Maria E. Figueroa, MD

Photo courtesy of

University of Michigan

Newly identified molecular signatures may allow us to predict which patients with chronic myelomonocytic leukemia (CMML) will respond to treatment, according to a study published in The Journal of Clinical Investigation.

Finding effective biomarkers is particularly crucial for CMML, the investigators said, because current treatment is slow-acting. Patients must often undergo as much as 6 months of treatment before there are signs of response.

“The slow kinetics is what gets us,” said study author Maria E. Figueroa, MD, of the University of Michigan Medical School in Ann Arbor.

“It’s not just one week or one dose to see signs of response. A good biomarker test could potentially prevent patients who are unlikely to respond from receiving prolonged, unwarranted treatments.”

With this in mind, Dr Figueroa and her colleagues used next-generation sequencing techniques to analyze 40 CMML samples from patients treated with the DNA methyltransferase inhibitor decitabine.

The researchers found 167 differentially methylated regions of DNA at baseline that distinguished patients who responded to decitabine from those who did not.
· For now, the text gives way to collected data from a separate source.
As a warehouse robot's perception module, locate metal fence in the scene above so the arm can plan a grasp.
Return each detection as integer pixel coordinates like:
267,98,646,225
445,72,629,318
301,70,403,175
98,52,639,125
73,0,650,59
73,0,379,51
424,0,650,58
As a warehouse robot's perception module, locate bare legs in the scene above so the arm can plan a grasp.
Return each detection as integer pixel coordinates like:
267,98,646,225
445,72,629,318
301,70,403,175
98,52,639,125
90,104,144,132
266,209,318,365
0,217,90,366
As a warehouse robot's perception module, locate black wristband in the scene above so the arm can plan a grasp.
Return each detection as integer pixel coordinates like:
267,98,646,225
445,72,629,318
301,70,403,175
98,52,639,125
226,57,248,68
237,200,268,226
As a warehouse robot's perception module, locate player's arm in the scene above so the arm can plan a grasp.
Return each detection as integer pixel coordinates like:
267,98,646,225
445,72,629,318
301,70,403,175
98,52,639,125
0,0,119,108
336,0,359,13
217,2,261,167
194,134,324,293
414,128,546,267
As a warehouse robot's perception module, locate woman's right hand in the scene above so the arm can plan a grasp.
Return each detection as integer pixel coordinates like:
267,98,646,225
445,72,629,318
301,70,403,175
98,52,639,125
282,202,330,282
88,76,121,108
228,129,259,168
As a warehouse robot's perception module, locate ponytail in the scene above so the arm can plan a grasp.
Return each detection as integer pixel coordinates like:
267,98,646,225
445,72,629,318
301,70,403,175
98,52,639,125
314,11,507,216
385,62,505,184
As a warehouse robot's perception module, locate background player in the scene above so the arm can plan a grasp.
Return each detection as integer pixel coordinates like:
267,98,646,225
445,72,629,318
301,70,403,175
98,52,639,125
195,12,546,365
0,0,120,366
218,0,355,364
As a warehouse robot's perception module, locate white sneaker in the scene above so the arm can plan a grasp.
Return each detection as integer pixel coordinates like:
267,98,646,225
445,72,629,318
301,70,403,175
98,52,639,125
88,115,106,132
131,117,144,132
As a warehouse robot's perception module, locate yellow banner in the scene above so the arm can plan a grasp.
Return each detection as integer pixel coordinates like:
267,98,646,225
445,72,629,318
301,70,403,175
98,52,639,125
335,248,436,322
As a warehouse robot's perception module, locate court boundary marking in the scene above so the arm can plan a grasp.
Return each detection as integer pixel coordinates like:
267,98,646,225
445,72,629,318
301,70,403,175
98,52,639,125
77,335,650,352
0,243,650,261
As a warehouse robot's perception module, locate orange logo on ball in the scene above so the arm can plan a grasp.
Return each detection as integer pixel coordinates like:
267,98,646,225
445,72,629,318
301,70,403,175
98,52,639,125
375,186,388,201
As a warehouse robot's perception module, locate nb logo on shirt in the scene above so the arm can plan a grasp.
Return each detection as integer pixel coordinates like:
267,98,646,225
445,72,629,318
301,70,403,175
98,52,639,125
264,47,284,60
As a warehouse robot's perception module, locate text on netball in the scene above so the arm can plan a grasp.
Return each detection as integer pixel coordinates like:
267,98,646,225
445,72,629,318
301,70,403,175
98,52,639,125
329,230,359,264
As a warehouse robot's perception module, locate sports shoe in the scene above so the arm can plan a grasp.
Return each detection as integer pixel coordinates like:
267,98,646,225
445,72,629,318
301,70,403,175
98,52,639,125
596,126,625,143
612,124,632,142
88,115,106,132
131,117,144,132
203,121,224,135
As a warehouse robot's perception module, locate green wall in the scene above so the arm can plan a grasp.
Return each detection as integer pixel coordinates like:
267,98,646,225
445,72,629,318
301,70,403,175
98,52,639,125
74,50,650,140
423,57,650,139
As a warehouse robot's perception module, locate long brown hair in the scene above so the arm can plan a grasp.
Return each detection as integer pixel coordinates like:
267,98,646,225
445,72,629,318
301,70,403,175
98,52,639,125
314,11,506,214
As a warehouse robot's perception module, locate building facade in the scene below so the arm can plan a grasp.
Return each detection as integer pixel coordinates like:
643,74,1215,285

There was a methylation difference of 25% or more between responders and nonresponders.

The investigators speculated that the baseline differences in DNA methylation could be used to predict treatment response at diagnosis.

So they used the percentage of cytosine methylation at each genomic location among the 40 patients as potential predictors and applied a machine-learning approach to build an epigenetic classifier.

The investigators tested the classifier in 28 additional CMML samples and found it was 87% accurate in predicting a patient’s response to decitabine.

The researchers also investigated why nonresponders were resistant to decitabine and found that 2 proteins, CXCL4 and CXCL7, were overexpressed in nonresponders. In cells exposed to high levels of these chemokines, the effects of decitabine were blocked.

“We are pursuing this to understand why these proteins block the effect of the drug and whether we can develop a new compound that could be used along with decitabine to turn nonresponders into responders,” Dr Figueroa said.

The researchers are also working to refine and translate their findings into a viable biomarker test that could be used in the clinic.